Il y avait trois de ces hommes à la Constituante. Aucun n’avait de génie, aucun n’était orateur, et ils n’en exercèrent pas moins une grande influence, trop grande certainement. Héroïques, désintéressés, sincères, excellents citoyens, ils contribuèrent plus que personne à relancer la Révolution dans les vieilles voies impossibles ; autant qu’il était en eux, ils la firent réformatrice, l’empêchèrent d’être fondatrice, d’innover et de créer.

Que fallait-il faire en 1790, en 1800 ? il fallait au moins attendre, faire appel aux forces vives de l’esprit humain.

Ces forces sont éternelles, en elles est la source intarissable de la vie philosophique et religieuse. Point d’époque désespérée ; la pire des siècles modernes, celle de la Guerre de Trente-Ans, n’en a pas moins produit Descartes, le rénovateur de la pensée européenne. Il fallait appeler la vie et non organiser la mort.

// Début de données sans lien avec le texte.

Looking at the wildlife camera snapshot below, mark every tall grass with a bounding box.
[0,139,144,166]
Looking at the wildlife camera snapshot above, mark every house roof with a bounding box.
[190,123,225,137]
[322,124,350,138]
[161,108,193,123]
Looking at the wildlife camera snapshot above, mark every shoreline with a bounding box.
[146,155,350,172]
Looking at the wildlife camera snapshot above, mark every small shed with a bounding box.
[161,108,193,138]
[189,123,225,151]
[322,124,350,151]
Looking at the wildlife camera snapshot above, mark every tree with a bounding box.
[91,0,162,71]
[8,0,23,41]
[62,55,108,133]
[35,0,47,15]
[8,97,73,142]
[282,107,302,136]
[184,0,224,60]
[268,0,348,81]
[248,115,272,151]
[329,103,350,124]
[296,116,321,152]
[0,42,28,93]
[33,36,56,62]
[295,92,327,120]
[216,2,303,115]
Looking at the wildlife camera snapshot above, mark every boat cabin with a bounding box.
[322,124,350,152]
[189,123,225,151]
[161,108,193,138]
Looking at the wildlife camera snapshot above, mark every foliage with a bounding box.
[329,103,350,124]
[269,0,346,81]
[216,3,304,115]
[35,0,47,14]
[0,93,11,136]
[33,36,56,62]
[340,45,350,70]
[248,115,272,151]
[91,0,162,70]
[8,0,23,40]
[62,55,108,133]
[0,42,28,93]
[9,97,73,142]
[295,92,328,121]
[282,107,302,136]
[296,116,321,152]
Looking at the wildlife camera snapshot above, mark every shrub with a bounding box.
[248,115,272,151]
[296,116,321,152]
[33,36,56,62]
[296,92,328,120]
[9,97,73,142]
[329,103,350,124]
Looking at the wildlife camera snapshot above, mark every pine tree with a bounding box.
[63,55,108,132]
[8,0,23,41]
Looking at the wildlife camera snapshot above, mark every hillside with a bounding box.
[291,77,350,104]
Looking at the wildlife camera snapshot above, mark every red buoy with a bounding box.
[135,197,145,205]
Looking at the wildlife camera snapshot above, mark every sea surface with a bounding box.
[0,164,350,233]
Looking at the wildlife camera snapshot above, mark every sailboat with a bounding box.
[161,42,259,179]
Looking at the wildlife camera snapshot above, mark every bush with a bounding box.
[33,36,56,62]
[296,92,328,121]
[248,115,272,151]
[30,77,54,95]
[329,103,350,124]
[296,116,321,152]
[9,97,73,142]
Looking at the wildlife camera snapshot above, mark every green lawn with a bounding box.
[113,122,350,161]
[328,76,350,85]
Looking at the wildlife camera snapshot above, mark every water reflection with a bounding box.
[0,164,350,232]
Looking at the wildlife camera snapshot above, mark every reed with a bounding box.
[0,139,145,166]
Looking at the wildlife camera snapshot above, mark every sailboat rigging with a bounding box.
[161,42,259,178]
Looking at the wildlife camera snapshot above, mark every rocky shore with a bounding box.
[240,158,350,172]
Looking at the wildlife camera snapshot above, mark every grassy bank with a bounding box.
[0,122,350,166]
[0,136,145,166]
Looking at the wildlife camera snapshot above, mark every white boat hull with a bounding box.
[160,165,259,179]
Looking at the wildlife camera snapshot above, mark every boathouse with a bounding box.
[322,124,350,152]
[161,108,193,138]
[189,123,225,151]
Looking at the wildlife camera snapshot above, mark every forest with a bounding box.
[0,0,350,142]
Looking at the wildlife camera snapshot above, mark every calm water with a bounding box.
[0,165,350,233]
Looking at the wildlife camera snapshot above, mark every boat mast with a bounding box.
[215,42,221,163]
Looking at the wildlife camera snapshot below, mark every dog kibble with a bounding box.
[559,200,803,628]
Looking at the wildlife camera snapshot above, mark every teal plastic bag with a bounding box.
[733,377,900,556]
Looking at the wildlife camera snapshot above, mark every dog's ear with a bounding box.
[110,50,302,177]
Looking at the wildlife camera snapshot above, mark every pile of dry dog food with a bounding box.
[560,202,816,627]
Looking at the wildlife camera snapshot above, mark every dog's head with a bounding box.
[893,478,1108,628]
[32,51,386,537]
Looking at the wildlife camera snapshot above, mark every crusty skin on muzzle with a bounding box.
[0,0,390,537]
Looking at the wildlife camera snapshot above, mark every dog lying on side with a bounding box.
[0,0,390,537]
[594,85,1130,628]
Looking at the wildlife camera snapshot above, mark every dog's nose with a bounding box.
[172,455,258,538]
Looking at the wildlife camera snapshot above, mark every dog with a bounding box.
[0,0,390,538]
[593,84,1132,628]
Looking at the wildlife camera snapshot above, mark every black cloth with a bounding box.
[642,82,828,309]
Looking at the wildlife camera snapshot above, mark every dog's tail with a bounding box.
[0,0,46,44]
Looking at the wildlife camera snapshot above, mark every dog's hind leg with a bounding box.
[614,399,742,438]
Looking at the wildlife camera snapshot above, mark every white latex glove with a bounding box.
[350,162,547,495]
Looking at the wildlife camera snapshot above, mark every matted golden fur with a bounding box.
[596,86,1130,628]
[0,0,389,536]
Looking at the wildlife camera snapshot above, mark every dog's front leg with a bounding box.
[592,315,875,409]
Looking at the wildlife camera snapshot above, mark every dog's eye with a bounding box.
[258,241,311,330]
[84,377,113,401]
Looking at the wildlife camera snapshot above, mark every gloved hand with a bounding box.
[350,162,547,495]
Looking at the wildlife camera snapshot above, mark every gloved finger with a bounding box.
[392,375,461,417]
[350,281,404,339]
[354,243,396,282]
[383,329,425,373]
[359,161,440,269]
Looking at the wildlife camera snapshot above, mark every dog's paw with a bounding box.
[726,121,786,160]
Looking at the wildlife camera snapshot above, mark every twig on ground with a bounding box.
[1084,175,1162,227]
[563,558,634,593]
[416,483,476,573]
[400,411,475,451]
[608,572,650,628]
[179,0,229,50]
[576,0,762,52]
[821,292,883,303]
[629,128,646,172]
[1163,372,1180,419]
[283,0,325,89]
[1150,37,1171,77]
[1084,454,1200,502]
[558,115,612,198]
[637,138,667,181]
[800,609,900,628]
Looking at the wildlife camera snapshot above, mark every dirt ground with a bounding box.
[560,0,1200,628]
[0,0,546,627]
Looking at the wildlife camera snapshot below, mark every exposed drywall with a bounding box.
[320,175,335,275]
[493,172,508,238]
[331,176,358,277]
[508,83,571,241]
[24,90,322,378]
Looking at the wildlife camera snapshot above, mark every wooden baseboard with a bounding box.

Les trois hommes qui poussèrent l’Assemblée à cette grande faute s’appelaient Camus, Grégoire et Lanjuinais.

Trois hommes, trois têtes de fer. Ceux qui virent Camus mettant la main sur Dumouriez au milieu de son armée, ceux qui virent, le 31 mai, Lanjuinais précipité de la tribune, remontant, s’y accrochant entre les poignards et les pistolets, savent que peu d’hommes furent braves à côté de ces deux braves.